Définition du cadre théorique et problématique

Le projet RESET se conçoit comme une contribution nouvelle à l’épistémologie de la figure de l’intellectuel dans le temps long, depuis l’homme de lettres jusqu’à l’expert, en passant par la figure iconique de l’intellectuel engagé, au 20e siècle. Liés ou non au monde universitaire, ces nombreux avatars de l’intellectuel revendiquent tous une part d’autorité (auctoritas), un magistère qui s’exerce au-delà du seul champ intellectuel, dans l’espace public politique (Habermas). Diplômés de l’enseignement supérieur, ils produisent et diffusent des connaissances fondées sur la raison et, plus encore, sur une méthode qui se présente comme scientifique. Membres de la communauté des savants, ces intellectuels usent de leur réputation, de leur distinction sociale pour faire entendre leur voix.

Les intellectuels qui nous intéressent dans ce projet – depuis les hommes de lettres latino-américains au 19e siècle jusqu’aux experts des think tanks néo-libéraux en passant par l’intelligentsia conservatrice états-unienne ou les membres de l’AISLF – agissent au sein de réseaux transnationaux que le projet veut circonscrire, spécifier et cartographier, lesquels peuvent s’inscrire au sein, en marge, voire hors des communautés universitaires, à l’instar des think tanks, ces « universities without students » apparues au 20e siècle dans le monde anglo-saxon. Ce projet veut identifier les réseaux au sein desquels ces intellectuels agissent et restituer les savoirs qui circulent par leur intermédiaire, en interrogeant la question des publics visés et en mettant à jour le rôle de passeurs, d’intercesseurs joué par ces intellectuels. Ces réseaux contribuent en effet à promouvoir, vulgariser ou re-sémantiser des idées, des savoirs à l’intention des cercles intellectuels et de publics plus larges.

Le projet RÉSET s’inscrit dans des dynamiques de recherche interdisciplinaires qui permettent d’appréhender à nouveau frais les circulations académiques, scientifiques dans l’espace atlantique (Amériques et Europe) et les processus de (re)création des savoirs que ces circulations mettent en œuvre.

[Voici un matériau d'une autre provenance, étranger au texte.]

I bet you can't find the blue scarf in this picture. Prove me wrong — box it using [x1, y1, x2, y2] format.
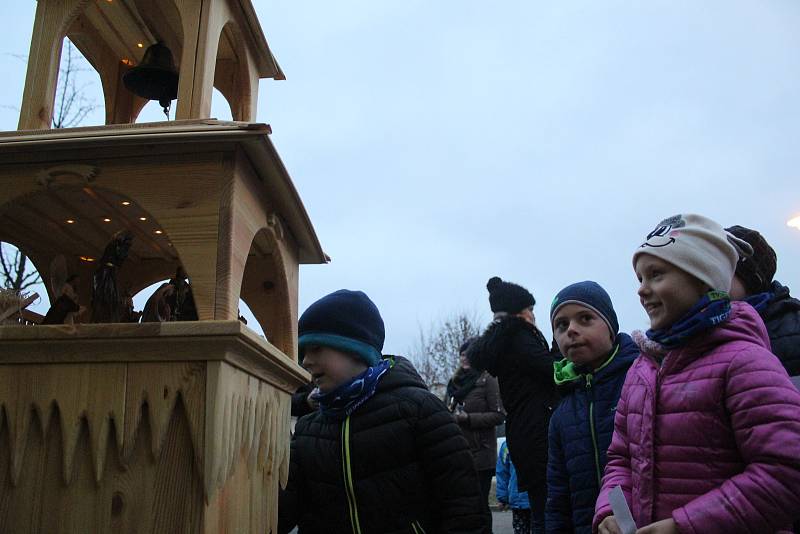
[744, 291, 773, 313]
[310, 358, 393, 420]
[646, 291, 731, 349]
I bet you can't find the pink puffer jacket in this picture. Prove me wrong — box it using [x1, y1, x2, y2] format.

À l’heure de l’histoire globale ou connectée, il est évident que ces dynamiques ne peuvent être appréhendées que dans un espace ouvert, dans lequel les circulations sont croisées et réciproques. Il s'agira donc de comprendre la façon dont ces réseaux transnationaux informent les processus politiques, économiques, sociaux ou culturels à l’œuvre depuis un pays (la France, les USA) ou une région donnée (Amérique latine, Euro-Amérique). Notre ambition est de décrire et de cartographier des circulations induites par les réseaux académiques et d’autres réseaux adjacents, dont le degré d’institutionnalisation peut varier (associations, groupes, cercles, académie, partis politiques, lobbies, think tanks, etc.), et d’analyser les circulations qui en découlent, à partir d’une étude des savoirs mobilisés et (re)formulés dans ce cadre transnational. On s’interrogera également sur les spécificités de ces réseaux transnationaux par rapport à des réseaux fonctionnant à des échelles moindres, en termes d’effets de distance, de vecteurs de communication et de re-sémantisation des savoirs, via notamment la traduction. La question des articulations entre réseaux locaux/nationaux et réseaux transnationaux sera étudiée à partir des 4 recherches empiriques au cœur du projet.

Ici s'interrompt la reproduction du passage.